Jon Aimone wrote:
> Hi,
>
> So everyone in my group who currently adds manifests custom to a
> specific machine (of which we have several hundred) will have to
> export the entire service configuration (which includes every
> machine), modify it (only the part that applies to their machine), and
> import again? Seem dangerous and not very practical.
Jon,
Adding manifests with criteria from a file is an additional feature
to help administrators to setup multiple manifests at once. If your
environment requires manifest setup per machine, you can use
create-client (with specific manifest) to setup individual systems.

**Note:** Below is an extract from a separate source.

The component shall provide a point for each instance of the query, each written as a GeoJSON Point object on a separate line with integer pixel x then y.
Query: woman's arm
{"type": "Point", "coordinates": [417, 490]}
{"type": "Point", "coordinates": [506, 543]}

Loading manifests from a file is not the only way to add manifests to a
service.
- Sundar
>
>
> Peter Tribble spake thusly, on or about 08/17/09 13:23:
>> On Mon, Aug 17, 2009 at 8:14 PM, Sundar
>> Yamunachari<sundar.yamunachari at sun.com> wrote:
>>
>>> Hi,
>>>
>>> I have updated the proposal to simplify AI manifests with the
>>> following
>>> changes:
>>>
>>> - The installadm interfaces for new subcommands and changes to the
>>> existing subcommands are finalized (Thanks to Frank and Ethan)

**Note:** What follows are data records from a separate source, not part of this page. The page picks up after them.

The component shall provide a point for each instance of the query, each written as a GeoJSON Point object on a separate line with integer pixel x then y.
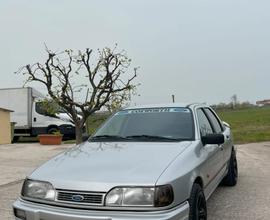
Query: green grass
{"type": "Point", "coordinates": [248, 125]}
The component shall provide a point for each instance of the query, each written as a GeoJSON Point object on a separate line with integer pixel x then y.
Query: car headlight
{"type": "Point", "coordinates": [140, 196]}
{"type": "Point", "coordinates": [38, 190]}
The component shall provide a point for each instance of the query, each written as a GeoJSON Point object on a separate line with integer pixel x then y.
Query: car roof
{"type": "Point", "coordinates": [165, 105]}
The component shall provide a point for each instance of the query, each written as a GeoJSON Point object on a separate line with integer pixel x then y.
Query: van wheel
{"type": "Point", "coordinates": [231, 178]}
{"type": "Point", "coordinates": [197, 203]}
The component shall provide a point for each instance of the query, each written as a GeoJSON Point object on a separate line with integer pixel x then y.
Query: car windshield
{"type": "Point", "coordinates": [151, 124]}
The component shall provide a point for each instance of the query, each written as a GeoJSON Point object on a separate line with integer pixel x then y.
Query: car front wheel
{"type": "Point", "coordinates": [197, 203]}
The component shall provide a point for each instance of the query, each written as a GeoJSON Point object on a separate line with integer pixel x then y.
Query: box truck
{"type": "Point", "coordinates": [30, 117]}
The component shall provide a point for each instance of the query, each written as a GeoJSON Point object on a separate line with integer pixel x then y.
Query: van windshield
{"type": "Point", "coordinates": [148, 124]}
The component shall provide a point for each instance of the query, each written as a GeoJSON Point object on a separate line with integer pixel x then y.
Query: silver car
{"type": "Point", "coordinates": [149, 162]}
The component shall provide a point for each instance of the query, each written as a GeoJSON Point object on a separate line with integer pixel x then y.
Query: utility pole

>>> - Changes based on the feedback to the previous proposal
>>> The document is at
>>> http://www.opensolaris.org/os/project/caiman/auto_install/manifest_simplification_proposal_v3.
>>>
>>>
>>> Your feedback is requested.
>>>
>>
>> I like the syntax
>>
>> # installadm add-manifest -n <my_service> -f <manifest_input_file>
>>
>> In fact, that's about the only way I can see myself managing
>> an AI server.
>>
>> Two things would make this even easier:
>>
>> # installadm export -n <my_service>
>>
>> which would simply spit out the manifest_input_file corresponding
>> to the current configuration, and
>>
>> # installadm import -n <my_service> -f <manifest_input_file>
>>
>> which would simply replace the entire configuration with the
>> new one. So basically, to update I would export, modify, and
>> stick it back. To replicate, just export on one server and import
>> somewhere else.
>>
>> To my mind, the manifest_input_file is the primary object; all the
>> other (add-manifest, remove-manifest, update-criteria) subcommands
>> are just ways to manipulate subsections of that object.